Not Okay could also be called The Worst Person in the World. It’s a fascinating dive into internet clout and internet shame starring Zoey Deutch as an average, clueless, lonely young woman who decides she wants to go to Paris. But that’s expensive so she fakes it through posted Photoshop images. Until a terrorist bombing where she allegedly just visited means she has to fake being a survivor too.

The film begins as an awkward cringe comedy with a main character who tries too hard. And then she lies and she starts to manipulate and you kind of hate (or at least cringe for) her. You know this is just leading toward an embarrassing reveal. But the longer it goes, the more you invest in the people around her. And maybe even in Deutch’s character too.

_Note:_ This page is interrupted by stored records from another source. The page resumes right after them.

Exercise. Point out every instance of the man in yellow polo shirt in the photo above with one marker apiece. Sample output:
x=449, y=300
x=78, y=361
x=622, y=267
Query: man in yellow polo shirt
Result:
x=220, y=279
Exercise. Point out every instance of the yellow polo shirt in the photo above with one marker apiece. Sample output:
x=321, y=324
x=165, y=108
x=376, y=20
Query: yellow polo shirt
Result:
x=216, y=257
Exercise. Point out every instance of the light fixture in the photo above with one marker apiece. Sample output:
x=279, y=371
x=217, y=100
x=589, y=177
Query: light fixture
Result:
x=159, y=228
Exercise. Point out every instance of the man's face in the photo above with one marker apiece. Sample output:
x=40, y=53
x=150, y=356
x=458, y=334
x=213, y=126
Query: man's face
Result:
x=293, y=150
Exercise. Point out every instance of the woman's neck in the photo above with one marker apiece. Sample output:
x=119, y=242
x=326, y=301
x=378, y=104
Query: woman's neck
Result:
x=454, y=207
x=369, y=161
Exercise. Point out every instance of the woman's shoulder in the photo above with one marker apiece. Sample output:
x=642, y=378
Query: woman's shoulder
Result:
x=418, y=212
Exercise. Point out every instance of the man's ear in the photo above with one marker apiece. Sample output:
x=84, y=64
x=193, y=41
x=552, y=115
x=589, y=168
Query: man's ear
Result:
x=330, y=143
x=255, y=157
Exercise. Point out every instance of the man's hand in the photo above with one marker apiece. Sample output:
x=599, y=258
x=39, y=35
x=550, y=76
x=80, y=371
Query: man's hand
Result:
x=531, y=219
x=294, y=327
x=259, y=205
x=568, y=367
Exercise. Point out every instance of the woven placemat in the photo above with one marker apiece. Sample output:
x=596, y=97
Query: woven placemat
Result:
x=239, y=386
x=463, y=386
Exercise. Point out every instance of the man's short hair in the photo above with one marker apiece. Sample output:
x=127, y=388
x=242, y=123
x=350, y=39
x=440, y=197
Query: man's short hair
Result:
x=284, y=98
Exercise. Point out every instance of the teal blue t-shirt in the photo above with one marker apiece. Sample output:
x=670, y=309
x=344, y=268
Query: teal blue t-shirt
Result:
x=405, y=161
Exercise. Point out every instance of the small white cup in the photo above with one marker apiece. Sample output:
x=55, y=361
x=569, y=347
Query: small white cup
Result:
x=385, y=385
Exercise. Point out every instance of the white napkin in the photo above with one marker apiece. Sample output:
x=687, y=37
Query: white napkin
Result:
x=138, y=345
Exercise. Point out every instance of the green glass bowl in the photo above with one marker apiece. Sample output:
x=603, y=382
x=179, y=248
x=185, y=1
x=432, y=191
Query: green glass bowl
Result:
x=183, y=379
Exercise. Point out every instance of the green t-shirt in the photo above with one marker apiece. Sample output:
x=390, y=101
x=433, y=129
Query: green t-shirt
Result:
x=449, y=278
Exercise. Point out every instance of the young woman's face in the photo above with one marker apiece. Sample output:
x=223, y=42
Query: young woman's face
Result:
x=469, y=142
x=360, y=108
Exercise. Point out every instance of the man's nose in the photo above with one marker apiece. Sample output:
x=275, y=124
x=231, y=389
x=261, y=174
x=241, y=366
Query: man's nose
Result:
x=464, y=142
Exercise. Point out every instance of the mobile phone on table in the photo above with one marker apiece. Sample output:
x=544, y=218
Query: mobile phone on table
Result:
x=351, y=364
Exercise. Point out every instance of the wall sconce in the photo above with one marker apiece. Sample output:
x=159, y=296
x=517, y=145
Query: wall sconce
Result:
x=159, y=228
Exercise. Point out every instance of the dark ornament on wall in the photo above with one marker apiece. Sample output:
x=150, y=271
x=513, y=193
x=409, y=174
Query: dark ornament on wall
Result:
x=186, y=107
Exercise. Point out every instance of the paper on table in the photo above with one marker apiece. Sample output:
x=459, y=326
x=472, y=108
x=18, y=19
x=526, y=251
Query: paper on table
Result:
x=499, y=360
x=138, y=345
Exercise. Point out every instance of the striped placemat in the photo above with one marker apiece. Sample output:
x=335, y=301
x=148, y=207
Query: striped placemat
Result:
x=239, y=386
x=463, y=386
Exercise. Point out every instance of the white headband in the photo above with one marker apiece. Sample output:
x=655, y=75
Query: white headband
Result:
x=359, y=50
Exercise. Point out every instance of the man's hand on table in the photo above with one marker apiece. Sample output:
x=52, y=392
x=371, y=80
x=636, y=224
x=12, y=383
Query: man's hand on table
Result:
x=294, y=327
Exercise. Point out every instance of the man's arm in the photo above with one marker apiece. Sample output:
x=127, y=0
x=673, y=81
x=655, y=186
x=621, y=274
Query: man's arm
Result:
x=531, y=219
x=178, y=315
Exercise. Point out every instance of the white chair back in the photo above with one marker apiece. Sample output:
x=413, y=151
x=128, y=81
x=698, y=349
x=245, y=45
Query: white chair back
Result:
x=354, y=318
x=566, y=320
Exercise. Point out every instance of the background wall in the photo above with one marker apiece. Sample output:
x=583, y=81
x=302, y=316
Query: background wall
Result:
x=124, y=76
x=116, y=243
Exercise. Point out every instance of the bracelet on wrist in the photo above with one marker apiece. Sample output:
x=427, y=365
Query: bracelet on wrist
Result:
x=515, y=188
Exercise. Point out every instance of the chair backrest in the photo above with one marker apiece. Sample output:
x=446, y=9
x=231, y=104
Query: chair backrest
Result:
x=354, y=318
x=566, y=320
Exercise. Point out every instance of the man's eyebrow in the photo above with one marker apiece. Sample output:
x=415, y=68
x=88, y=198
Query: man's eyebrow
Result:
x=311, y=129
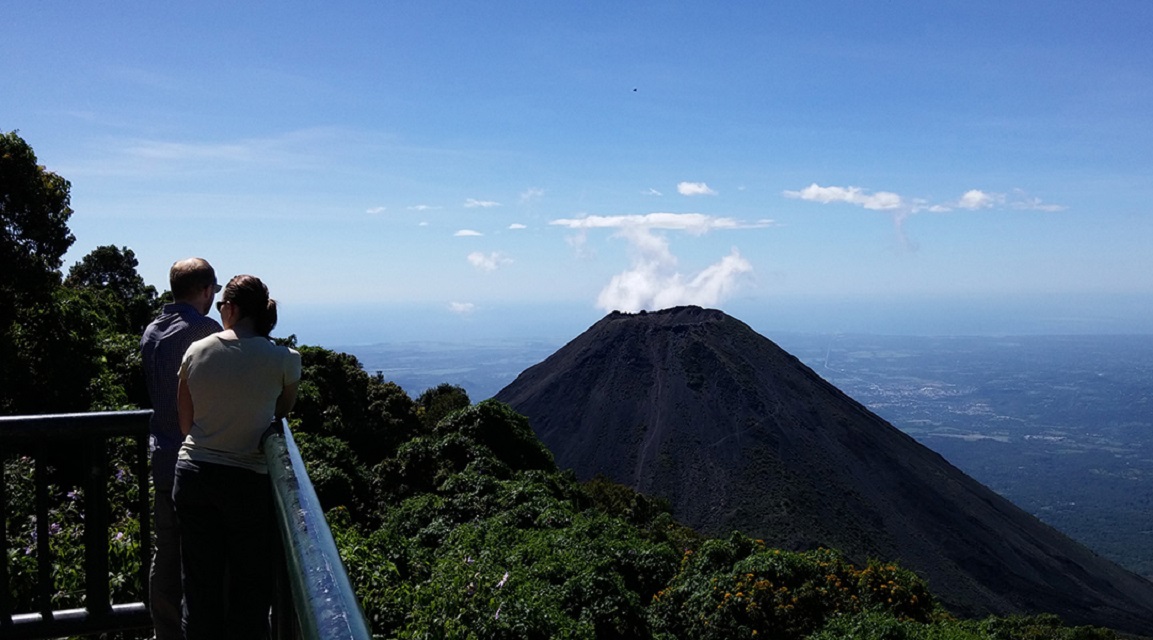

The film will likely be a Rorschach Test. Different people will come away with different interpretations of its main character. I see a shallow character who somehow goes through changes, actually becoming a better person, even though it’s all based on a lie. No matter how earnest she might become, she’s still the same liar from the beginning. Others will see a person who just becomes a worse and worse version of herself. And I think that duality is in the script.

Zoey Deutch gives a great performance, perhaps her best. If she wasn’t a bit of a star already, this is a star making turn. At first it doesn’t seem like anything too far out of her wheelhouse but, as the story progresses, she pulls off a great series of emotional turns. I was rooting for her to do the right thing and yet dreading the wreckage it would leave behind.

Mia Isaac plays a teenage girl Deutch befriends who previously survived a school shooting. If I hadn’t already said her performance in Don’t Make Me Go was star making in her first on-screen credit, Not Okay would be her star making performance for her second. This girl has talent with a capital Talent. Her emotional strength and shattered, shame-filled vulnerability are fantastic.

I loved the emotional intelligence of this script and its performances. I love how this film understands clout chasing and internet shaming and doesn’t shy away from it… and how, at least for me, it got me to feel for the worst person in the world. And more for her victim. This is a very solid film.